Zip ties were invented in 1958 to bundle together wires on airplanes. They are still used on airplanes today that travel faster than 500 miles per hour and fly at over 35,000 feet.
My work investigates themes of personal history, shared history, and questioning material, and is definitely not concerned with airplanes or electrical wiring harnesses. However, the use of the zip tie has grown to include everything from attaching orange plastic mesh to wooden 2x4s cast in buckets of concrete to act as a barrier surrounding a messy construction site, to holding my fathers rickety lawnmower bag from falling off of its frame. They are even used as handcuffs and studs on bicycle tires. The resourceful style of thinking that has turned something simple into much more than what it was originally intended for is what I am transfixed by.
This, and the fact that there is always a way to force two or more unlikely materials together to create a functioning whole influence me to make what I do. Against odds of a materials chemical makeup, engineering and science come together to create a glue, a screw, a nut and bolt, or a tie to affix: wood to metal, metal to concrete, plastic to paper, glass to plastic, rubber to nylon. That is how we build our lives and what our lives are built from.
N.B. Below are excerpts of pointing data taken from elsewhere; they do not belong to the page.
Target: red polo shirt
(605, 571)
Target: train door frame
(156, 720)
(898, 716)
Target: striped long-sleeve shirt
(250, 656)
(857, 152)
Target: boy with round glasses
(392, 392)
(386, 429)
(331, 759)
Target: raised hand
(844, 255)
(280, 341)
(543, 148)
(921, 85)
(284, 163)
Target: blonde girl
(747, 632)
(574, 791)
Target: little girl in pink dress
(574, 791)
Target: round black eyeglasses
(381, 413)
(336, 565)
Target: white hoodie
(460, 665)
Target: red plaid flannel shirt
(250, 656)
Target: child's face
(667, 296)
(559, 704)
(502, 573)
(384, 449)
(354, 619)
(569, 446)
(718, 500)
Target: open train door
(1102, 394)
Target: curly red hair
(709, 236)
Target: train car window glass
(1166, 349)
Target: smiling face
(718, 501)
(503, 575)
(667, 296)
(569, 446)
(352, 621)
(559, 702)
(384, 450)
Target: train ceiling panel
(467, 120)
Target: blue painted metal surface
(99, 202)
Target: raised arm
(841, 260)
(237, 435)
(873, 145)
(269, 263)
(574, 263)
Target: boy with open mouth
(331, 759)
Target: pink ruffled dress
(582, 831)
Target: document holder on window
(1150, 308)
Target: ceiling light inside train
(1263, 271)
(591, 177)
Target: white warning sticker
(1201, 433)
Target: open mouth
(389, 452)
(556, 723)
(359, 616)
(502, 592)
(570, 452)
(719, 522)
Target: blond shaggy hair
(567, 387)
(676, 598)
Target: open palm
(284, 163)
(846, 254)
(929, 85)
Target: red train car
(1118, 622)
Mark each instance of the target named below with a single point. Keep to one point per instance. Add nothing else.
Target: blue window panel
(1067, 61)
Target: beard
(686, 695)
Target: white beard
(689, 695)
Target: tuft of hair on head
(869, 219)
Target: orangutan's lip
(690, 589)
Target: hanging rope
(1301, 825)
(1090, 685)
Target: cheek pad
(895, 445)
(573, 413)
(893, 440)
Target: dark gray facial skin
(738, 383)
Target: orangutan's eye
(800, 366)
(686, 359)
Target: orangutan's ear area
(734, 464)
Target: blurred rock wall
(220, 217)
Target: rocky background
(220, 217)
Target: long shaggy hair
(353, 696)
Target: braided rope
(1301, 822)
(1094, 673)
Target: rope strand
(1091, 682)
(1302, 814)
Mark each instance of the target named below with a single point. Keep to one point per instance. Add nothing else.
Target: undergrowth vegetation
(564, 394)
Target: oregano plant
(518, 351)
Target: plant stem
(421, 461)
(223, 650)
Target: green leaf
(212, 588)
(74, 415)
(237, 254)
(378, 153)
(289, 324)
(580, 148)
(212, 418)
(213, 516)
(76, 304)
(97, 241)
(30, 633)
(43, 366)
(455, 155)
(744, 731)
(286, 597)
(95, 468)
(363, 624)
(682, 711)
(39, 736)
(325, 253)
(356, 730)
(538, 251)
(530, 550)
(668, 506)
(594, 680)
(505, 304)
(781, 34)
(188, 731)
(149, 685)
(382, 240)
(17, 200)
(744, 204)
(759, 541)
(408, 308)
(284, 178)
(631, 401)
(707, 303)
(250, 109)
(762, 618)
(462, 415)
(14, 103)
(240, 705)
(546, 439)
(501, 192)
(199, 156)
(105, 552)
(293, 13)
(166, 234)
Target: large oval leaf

In my work I choose to have a hand-made quality, or do-it-yourself-ness that reflects the way civilizations often construct things, solve problems and fix things with what is readily available and cheap. I grew up around the ultimate handyman way of life and let this guide many of the decisions I make in constructing my work. And although the zip tie may not be the finest quick fix solution for a technical problem that pops into a jack-of-all-trades head, nor is it always an aesthetically pleasing fastener for the typical creative maker, it is one of mine.